In klinischen Laboratorien gehört die Untersuchung von Serum- und Blutproben zur täglichen Routine. Gefordert wird ein einfaches und schnelles Verfahren, das leicht automatisierbar ist und mit einem geringen Probenbedarf auskommt [1]. Im Folgenden werden daher an den Beispielen Blei in Vollblut und Selen in Serum einfache Analysenmethoden mit der Graphitrohrofen-AAS vorgestellt.

Blei gehört gehört aufgrund seiner Toxizität zu den häufig untersuchten Elementen in Körperflüssigkeiten. Die Bestimmung ist sowohl von umweltmedizinischem, als auch von arbeitsmedizinischem Interesse. Da Blei vorwiegend an den Erythrozyten gebunden ist, erfolgt seine Bestimmung meist im Vollblut [2].

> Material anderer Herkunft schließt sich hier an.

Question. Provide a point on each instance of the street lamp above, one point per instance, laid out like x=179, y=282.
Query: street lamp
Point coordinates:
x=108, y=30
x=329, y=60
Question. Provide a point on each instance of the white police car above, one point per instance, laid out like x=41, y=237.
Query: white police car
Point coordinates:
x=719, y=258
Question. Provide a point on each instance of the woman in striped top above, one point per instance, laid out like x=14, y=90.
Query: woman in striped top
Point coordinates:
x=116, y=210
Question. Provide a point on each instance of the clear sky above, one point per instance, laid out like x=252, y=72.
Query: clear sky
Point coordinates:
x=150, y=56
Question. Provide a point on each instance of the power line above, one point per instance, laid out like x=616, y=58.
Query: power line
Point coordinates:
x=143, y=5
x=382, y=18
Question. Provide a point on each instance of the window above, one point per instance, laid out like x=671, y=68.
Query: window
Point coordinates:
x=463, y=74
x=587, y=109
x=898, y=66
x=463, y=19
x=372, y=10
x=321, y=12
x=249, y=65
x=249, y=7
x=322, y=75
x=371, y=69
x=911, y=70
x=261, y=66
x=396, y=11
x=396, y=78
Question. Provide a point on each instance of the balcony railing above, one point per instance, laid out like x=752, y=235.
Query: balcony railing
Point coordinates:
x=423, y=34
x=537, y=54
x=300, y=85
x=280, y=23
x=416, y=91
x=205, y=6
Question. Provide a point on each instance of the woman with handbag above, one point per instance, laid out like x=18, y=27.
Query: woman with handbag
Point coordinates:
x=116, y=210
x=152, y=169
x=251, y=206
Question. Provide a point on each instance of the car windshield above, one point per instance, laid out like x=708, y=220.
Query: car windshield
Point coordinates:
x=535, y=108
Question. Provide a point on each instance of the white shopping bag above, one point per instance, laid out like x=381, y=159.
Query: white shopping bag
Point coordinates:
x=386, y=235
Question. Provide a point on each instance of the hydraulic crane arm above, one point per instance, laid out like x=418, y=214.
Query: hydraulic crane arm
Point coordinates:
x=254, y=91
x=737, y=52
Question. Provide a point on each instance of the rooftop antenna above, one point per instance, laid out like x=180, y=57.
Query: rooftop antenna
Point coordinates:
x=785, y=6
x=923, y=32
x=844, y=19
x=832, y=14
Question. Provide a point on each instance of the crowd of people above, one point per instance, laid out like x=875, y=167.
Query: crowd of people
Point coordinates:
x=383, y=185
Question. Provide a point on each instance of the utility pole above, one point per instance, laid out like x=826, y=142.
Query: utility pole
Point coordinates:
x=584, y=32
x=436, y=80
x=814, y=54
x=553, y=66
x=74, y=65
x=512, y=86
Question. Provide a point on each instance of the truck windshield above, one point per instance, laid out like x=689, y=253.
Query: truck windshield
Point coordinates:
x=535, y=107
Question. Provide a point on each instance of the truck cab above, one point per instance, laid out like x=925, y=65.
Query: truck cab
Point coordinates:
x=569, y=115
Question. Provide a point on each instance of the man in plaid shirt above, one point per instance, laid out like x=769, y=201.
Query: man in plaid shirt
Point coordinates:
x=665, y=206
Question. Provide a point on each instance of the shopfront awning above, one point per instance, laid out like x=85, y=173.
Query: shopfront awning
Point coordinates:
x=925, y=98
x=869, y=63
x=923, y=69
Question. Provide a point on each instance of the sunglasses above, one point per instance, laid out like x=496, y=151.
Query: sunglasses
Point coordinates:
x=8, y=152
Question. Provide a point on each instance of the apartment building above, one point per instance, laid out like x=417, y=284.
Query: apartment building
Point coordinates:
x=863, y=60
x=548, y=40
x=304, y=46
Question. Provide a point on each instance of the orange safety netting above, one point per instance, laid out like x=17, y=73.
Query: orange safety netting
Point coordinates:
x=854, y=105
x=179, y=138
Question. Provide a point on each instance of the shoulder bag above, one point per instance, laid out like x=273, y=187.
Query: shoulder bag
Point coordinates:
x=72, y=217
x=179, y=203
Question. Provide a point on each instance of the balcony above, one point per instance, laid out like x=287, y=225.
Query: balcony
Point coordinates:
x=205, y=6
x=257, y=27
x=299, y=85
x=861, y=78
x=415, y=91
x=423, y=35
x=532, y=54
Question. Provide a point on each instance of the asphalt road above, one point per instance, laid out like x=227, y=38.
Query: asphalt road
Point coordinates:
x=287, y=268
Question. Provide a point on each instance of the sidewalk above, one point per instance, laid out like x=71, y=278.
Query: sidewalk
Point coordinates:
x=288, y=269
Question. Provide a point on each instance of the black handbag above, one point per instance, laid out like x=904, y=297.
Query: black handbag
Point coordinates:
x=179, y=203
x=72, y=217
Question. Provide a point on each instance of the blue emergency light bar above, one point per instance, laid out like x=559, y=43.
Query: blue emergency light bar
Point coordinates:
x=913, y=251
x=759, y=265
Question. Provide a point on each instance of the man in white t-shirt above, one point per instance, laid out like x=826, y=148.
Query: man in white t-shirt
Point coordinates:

Selen ist für den Menschen ein essentielles Spurenelement. Ein Selenmangel wird mit zahlreichen Erkrankungen in Verbindung gebracht [3]. Eine Selenbestimmung wird meist im Serum oder Plasma durchgeführt.

2. Experimentelles

2.1 Verwendete Geräte

Abbildung 1: PerkinElmer AAnalyst 800.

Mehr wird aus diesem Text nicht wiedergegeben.